Una settantina di persone su un barchino alla deriva, ha sottolineato il pm. Per Giulia Bongiorno, senatrice della Lega e legale di Salvini, quelle immagini sarebbero un problema anche in quanto non sono mai state depositate affinché anche la difesa potesse vederle. Parla di "materiale importante" che non è stato "mai offerto alla valutazione dei giudici" e che attesterebbe "un comportamento anomalo della Open Arms". Precisamente un "anomalo cambio di rotta della nave" in seguito di "un dialogo tra una persona a bordo della Open Arms e un soggetto non ben identificato su un'altra imbarcazione", emerso da un'intercettazione.

E ancora: "Non siamo stati messi in condizioni di difenderci", prosegue Bongiorno. Il pm Gery Ferrara però replica: "Quel materiale lo abbiamo depositato noi quando ne abbiamo avuto cognizione". Non solo: il filmato sarebbe un'ulteriore prova delle terribili condizioni in cui versava il barchino soccorso dall'equipaggio della Open Arms. Senza quel soccorso sarebbe affondato, afferma l'accusa.

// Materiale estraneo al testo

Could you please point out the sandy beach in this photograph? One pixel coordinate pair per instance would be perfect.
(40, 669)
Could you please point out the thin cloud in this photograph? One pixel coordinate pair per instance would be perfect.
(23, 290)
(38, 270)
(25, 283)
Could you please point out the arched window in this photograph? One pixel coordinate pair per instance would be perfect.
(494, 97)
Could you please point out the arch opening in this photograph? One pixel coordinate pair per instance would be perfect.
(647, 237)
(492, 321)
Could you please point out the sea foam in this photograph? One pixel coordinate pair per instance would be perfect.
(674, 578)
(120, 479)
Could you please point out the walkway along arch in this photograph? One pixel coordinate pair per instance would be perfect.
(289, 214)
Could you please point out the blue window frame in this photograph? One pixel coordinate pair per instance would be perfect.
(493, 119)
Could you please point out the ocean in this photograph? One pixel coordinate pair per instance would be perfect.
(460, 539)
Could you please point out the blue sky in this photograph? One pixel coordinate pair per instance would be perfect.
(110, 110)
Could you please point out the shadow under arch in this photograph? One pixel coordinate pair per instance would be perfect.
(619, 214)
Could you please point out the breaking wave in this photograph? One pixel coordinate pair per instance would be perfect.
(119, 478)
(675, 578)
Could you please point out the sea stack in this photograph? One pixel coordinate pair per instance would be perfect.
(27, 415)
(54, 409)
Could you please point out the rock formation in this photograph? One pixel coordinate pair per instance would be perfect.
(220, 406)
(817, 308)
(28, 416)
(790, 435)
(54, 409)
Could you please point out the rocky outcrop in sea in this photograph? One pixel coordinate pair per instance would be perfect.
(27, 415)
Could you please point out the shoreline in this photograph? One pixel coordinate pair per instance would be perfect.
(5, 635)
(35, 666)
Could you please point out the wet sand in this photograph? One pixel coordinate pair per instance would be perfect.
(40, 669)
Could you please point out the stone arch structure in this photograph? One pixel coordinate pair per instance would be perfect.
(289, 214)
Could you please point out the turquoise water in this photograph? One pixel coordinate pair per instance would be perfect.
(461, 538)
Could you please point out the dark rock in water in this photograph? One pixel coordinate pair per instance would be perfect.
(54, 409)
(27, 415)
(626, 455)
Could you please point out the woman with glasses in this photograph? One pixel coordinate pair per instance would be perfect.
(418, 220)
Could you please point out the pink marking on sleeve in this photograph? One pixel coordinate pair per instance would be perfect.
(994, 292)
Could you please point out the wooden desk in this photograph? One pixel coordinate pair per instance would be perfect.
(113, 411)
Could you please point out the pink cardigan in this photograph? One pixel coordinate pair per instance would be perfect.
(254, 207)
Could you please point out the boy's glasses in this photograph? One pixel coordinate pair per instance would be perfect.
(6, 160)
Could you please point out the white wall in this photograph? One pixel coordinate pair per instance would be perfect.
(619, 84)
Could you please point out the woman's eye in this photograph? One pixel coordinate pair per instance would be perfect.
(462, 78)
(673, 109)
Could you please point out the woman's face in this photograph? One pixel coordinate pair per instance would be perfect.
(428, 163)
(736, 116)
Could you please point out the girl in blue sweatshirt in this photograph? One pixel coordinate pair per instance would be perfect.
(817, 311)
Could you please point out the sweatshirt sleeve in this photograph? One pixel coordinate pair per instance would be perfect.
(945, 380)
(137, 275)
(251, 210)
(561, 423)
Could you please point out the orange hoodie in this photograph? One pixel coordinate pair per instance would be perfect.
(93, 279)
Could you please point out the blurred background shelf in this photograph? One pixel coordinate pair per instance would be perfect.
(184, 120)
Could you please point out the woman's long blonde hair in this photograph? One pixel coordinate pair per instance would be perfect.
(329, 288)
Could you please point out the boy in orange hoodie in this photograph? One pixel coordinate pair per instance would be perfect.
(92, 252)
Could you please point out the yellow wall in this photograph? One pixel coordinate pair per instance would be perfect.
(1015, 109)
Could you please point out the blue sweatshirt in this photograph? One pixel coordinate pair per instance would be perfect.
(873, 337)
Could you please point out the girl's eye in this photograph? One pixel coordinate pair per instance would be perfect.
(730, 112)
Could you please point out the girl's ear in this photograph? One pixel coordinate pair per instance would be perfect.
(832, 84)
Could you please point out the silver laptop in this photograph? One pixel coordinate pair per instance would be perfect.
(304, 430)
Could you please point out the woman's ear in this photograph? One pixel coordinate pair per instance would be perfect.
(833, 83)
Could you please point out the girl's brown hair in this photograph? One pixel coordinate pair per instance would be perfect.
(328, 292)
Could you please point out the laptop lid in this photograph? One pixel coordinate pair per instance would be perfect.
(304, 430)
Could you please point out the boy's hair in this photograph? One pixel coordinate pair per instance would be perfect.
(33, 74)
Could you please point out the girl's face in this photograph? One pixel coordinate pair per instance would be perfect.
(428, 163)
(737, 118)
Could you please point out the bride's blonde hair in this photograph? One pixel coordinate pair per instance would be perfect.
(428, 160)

La difesa di Salvini punterà tutto su presunti accordi tra Ong e scafisti. La prossima udienza è fissata per il 13 gennaio, quando saranno chiamati a deporre anche l'ex presidente del Consiglio Giuseppe Conte e gli ex ministri Luigi Di Maio e Luciana Lamorgese. Sono già stati sentiti, invece, gli ex ministri Danilo Toninelli ed Elisabetta Trenta: entrambi hanno messo in chiaro come fu Salvini a negare per giorni lo sbarco ai 147 profughi soccorsi dalla Open Arms nell'agosto del 2019.

Nell'aula bunker di Palermo sia Toninelli che Trenta hanno affermato che spettasse all'ex titolare del Viminale indicare il porto sicuro di sbarco: "Il divieto di ingresso della Ong l'ha deciso il ministro dell'Interno, era sua competenza". Trenta, allora ministra della Difesa, parlando del provvedimento voluto da Salvini, ha precisato: "Dopo l'annullamento da parte del Tar mi rifiutai di controfirmare. Non c'erano novità e le condizioni a bordo erano peggiorate. Le nostre battaglie non potevano pesare sulle vite dei più fragili, i diritti umani vanno sempre rispettati".

Sulla stessa linea Toninelli, all'epoca ministro dei Trasporti. Che ha aggiunto, sottolineando come Salvini avesse agito da solo: "Il Consiglio dei ministri del Conte 1 non ha mai affrontato i temi degli sbarchi e dei ricollocamenti. Ha detto il falso l'ex collega Bongiorno, all'ordine del giorno non fu ai posto l'argomento e non ci furono riunioni riservate".